Many people have told us that Goleman’s four traits make sense and are important but then they get stuck trying to figure out what they actually need to do to succeed. So to help you move from theory to practice, today we are going to talk about Goleman’s third trait of emotional intelligence—empathy.

3. Empathy

  • Cognitive and emotional empathy: Because you understand other perspectives, you can put things in ways colleagues comprehend. And you welcome their questions, just to be sure. Cognitive empathy, along with reading another person’s feelings accurately, makes for effective communication.
  • Good listening: You pay full attention to the other person and take time to understand what they are saying, without talking over them or hijacking the agenda.

Cognitive and emotional empathy: This is where the rubber meets the road—the first two traits are about YOU and this trait is really about the other person.

Being able to understand what is going on for someone else is a huge indicator of emotional intelligence. You may have never experienced what they are experiencing but you are able to put yourself in their shoes and acknowledge their feelings. You don’t have to agree with their feelings, but it’s critical (to empathy) that you try to understand them.

In our leadership model, we teach key questions in three areas to help you guess what might be going on in the people you are interacting with:

  1. What are they afraid of in this situation? What would help them feel safe?
  2. What are the hurdles or obstacles they face in their systems? What would help them feel influential?
  3. What is happening to their spirit? What would bring them a sense of meaning and purpose?

A quick guess on these three questions can really help you understand what is happening inside the people you are interacting with.

Good listening: Of talking and listening, listening is the more important part of communication, and yet, few people understand the skills and nuance required to be a good listener.

Just because you are quiet while the other person is speaking does not mean that you are listening to them. Listening is an ACTIVE process that consists of verbal and non-verbal messages given to the speaker as part of the conversation.

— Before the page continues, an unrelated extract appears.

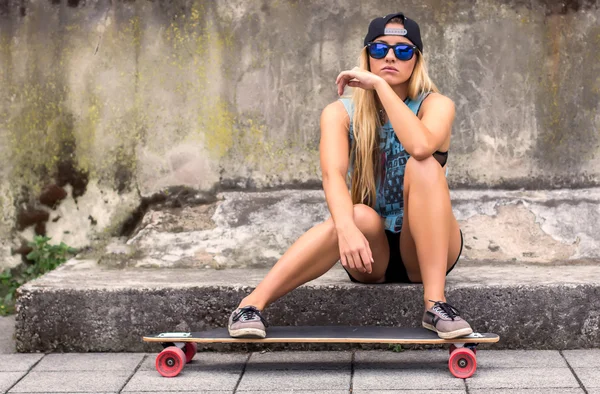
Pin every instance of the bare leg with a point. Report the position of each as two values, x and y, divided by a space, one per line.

It fosters the “give and take,” which helps to keep the conversation alive.

Three key elements of good listening are:

  1. Pay Attention — Put away distractions, look the other person in the eye, watch their body language, listen for what is being said and what is not being said, and don’t get caught thinking about your reply.
  2. Withhold Judgment — Don’t stew over whether or not you agree with their words, listen to the whole of what they are saying and hold back any judgments you may be making so that you can keep an open mind.
  3. Reflect — Repeat what you heard them say and use their words to see if you are understanding their meaning and intention.

This week, spend some time working on increasing your empathy with the people you encounter. It will change your understanding of their experience, help you relate in ways that build connection, and build your credibility as a leader.